Brain Tumor Type Classification via Capsule Networks
Brain tumor is considered as one of the deadliest and most common form of cancer both in children and in adults. Consequently, determining the correct type of brain tumor in early stages is of significant importance to devise a precise treatment plan and predict patient's response to the adopted treatment. In this regard, there has been a recent surge of interest in designing Convolutional Neural Networks (CNNs) for the problem of brain tumor type classification. However, CNNs typically require
... large amount of training data and can not properly handle input transformations. Capsule networks (referred to as CapsNets) are brand new machine learning architectures proposed very recently to overcome these shortcomings of CNNs, and posed to revolutionize deep learning solutions. Of particular interest to this work is that Capsule networks are robust to rotation and affine transformation, and require far less training data, which is the case for processing medical image datasets including brain Magnetic Resonance Imaging (MRI) images.
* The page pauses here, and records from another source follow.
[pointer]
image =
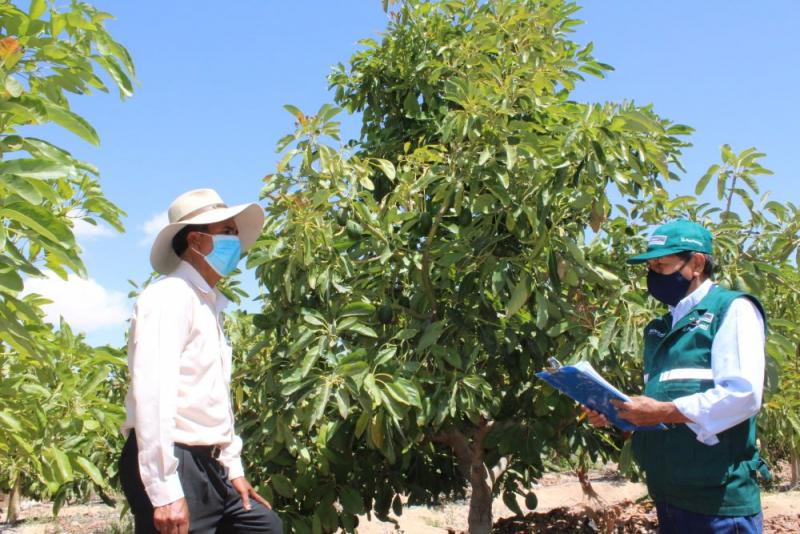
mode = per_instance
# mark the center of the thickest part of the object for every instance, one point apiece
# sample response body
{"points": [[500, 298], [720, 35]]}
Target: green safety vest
{"points": [[681, 471]]}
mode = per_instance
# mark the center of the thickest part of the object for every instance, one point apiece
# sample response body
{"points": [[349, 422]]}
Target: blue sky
{"points": [[213, 78]]}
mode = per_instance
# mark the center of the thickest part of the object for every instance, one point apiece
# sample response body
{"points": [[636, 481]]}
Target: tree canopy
{"points": [[57, 411]]}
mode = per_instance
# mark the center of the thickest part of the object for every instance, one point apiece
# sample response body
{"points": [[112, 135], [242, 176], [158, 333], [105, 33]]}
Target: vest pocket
{"points": [[692, 462]]}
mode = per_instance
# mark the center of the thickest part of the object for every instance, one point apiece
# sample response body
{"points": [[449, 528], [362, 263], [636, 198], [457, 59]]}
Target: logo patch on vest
{"points": [[656, 332]]}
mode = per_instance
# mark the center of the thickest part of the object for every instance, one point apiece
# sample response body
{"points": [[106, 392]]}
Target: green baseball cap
{"points": [[674, 237]]}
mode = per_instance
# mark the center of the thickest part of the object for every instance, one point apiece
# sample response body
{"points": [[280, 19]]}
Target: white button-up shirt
{"points": [[180, 371], [737, 365]]}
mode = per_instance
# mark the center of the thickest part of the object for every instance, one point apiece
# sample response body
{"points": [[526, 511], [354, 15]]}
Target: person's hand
{"points": [[172, 518], [644, 411], [596, 419], [247, 491]]}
In this paper, we focus to achieve the following four objectives: (i) Adopt and incorporate CapsNets for the problem of brain tumor classification to design an improved architecture which maximizes the accuracy of the classification problem at hand; (ii) Investigate the over-fitting problem of CapsNets based on a real set of MRI images; (iii) Explore whether or not CapsNets are capable of providing better fit for the whole brain images or just the segmented tumor, and; (iv) Develop a visualization paradigm for the output of the CapsNet to better explain the learned features. Our results show that the proposed approach can successfully overcome CNNs for the brain tumor classification problem.